Questions fréquemment posées sur les étapes du deuil
Combien y a-t-il d'étapes dans le deuil ?
Le modèle le plus connu, celui d’Elisabeth Kübler-Ross, en décrit cinq : le déni, la colère, le marchandage, la dépression et l’acceptation. Mais ces étapes ne se suivent pas dans un ordre fixe, et toutes ne se présentent pas forcément. La recherche contemporaine s’accorde sur ce point : le deuil est un processus non linéaire, qui ressemble davantage à des vagues qu’à un escalier.
Est-il normal de ne pas ressentir ce qu'on "devrait" ressentir après un décès ?
Oui, tout à fait. Certaines personnes ressentent une sidération sans larmes.
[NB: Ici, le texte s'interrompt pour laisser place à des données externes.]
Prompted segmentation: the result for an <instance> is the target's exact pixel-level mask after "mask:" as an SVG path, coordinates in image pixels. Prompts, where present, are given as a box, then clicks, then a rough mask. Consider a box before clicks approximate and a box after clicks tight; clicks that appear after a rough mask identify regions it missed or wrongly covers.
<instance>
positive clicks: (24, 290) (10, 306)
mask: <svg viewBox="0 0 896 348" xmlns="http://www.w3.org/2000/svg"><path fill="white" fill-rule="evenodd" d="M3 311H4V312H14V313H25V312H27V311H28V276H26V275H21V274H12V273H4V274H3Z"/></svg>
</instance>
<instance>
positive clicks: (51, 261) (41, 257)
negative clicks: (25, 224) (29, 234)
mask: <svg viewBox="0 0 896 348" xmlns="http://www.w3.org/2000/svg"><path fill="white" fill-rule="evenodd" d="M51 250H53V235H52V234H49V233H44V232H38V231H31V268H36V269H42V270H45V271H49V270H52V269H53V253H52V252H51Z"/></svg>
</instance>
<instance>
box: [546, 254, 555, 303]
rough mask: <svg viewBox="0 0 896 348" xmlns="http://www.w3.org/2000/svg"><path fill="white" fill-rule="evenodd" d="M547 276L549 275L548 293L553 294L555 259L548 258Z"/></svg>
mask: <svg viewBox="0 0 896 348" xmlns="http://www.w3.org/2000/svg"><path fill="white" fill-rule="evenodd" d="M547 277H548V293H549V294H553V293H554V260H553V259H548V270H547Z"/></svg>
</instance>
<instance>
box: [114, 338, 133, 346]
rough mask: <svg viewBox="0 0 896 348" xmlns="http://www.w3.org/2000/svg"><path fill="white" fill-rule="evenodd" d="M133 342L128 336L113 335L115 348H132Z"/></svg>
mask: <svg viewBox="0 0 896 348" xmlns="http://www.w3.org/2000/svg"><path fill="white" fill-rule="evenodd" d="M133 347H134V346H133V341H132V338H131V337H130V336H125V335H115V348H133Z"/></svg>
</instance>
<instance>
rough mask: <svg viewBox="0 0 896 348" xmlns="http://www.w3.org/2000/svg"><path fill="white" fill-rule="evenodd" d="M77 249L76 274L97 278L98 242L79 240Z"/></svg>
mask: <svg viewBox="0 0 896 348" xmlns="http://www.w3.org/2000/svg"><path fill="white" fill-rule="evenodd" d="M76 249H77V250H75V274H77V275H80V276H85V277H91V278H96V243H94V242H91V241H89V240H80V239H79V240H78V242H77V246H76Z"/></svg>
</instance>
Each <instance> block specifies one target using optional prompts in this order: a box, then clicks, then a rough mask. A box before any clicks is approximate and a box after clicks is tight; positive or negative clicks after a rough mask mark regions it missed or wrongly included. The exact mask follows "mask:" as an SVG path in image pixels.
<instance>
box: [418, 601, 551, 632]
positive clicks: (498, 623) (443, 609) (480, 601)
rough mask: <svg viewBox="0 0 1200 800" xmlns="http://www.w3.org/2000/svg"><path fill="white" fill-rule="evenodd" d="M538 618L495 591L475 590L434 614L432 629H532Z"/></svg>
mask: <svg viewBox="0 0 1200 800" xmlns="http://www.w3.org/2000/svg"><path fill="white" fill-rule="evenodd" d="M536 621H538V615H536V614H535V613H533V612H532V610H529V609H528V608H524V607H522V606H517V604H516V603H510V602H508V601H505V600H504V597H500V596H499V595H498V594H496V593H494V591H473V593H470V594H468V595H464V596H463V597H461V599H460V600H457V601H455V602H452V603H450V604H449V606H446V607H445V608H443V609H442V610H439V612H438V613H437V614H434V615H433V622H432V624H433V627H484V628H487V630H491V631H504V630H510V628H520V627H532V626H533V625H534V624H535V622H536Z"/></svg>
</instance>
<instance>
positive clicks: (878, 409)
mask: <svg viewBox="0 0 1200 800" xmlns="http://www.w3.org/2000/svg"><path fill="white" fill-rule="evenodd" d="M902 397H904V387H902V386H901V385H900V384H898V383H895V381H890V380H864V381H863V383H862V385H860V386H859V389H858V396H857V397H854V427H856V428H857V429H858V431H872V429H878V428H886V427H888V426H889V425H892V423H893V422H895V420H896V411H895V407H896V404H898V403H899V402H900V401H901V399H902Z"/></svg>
D’autres une forme de déni conscient, elles savent que la personne est décédée mais ne l’intègrent pas immédiatement. D’autres encore ressentent un soulagement, notamment après une longue maladie. Il n’y a pas de façon juste ou fausse de réagir à la perte.
Combien de temps dure le deuil ?
Il n’y a pas de durée standard. Certains parlent d’un à deux ans, d’autres d’une vie. Ce qui évolue avec le temps, ce n’est pas la perte, c’est la capacité à vivre avec. Le deuil ne se termine pas à une date précise. Il se transforme.
Qu'est-ce que le "deuil compliqué" ou "deuil prolongé" ?
On parle de deuil prolongé lorsque l’intensité de la souffrance reste très élevée au-delà d’un an, et qu’elle empêche de fonctionner au quotidien. Ce n’est pas un signe de faiblesse, c’est une indication qu’un accompagnement professionnel peut aider. Un médecin ou un psychologue peut vous orienter.
Peut-on rire ou se sentir bien pendant un deuil sans trahir la personne décédée ?
Oui. Les moments de légèreté, de rire, voire d’oubli temporaire font partie du deuil. Ils ne signifient pas qu’on aime moins, qu’on a oublié ou qu’on est passé à autre chose. Ils signifient que la vie continue et c’est, souvent, ce que la personne décédée aurait souhaité.
L'étape de l'"acceptation" signifie-t-elle qu'on est guéri ?
Non. Accepter ne veut pas dire que la perte ne fait plus mal, ni qu’on s’en est remis. Cela signifie qu’on apprend à vivre avec, que l’absence devient une réalité intégrée, sans disparaître. Beaucoup de personnes endeuillées préfèrent d’ailleurs le terme « adaptation » à celui d' »acceptation ».
Quand faut-il consulter un professionnel pendant un deuil ?
Dès que vous en ressentez le besoin, sans attendre d’être « vraiment mal ». Un psychologue, un médecin ou un accompagnant au deuil peut vous aider à traverser ce processus sans rester seul face à lui.
Si vous observez des signes physiques persistants (troubles du sommeil, perte de poids, épuisement), consultez également un médecin : le corps paie lui aussi le prix du deuil.
Comment HüG accompagne-t-il les personnes en deuil ?
HüG propose un accompagnement qui combine aide aux démarches administratives et soutien émotionnel. L’application génère une checklist personnalisée selon votre situation, met à disposition des contenus adaptés (guides, témoignages) et facilite la mise en relation avec des professionnels : psychologues, accompagnants au deuil, assistantes sociales. L’objectif : alléger la charge pour que vous puissiez vous consacrer à ce qui compte.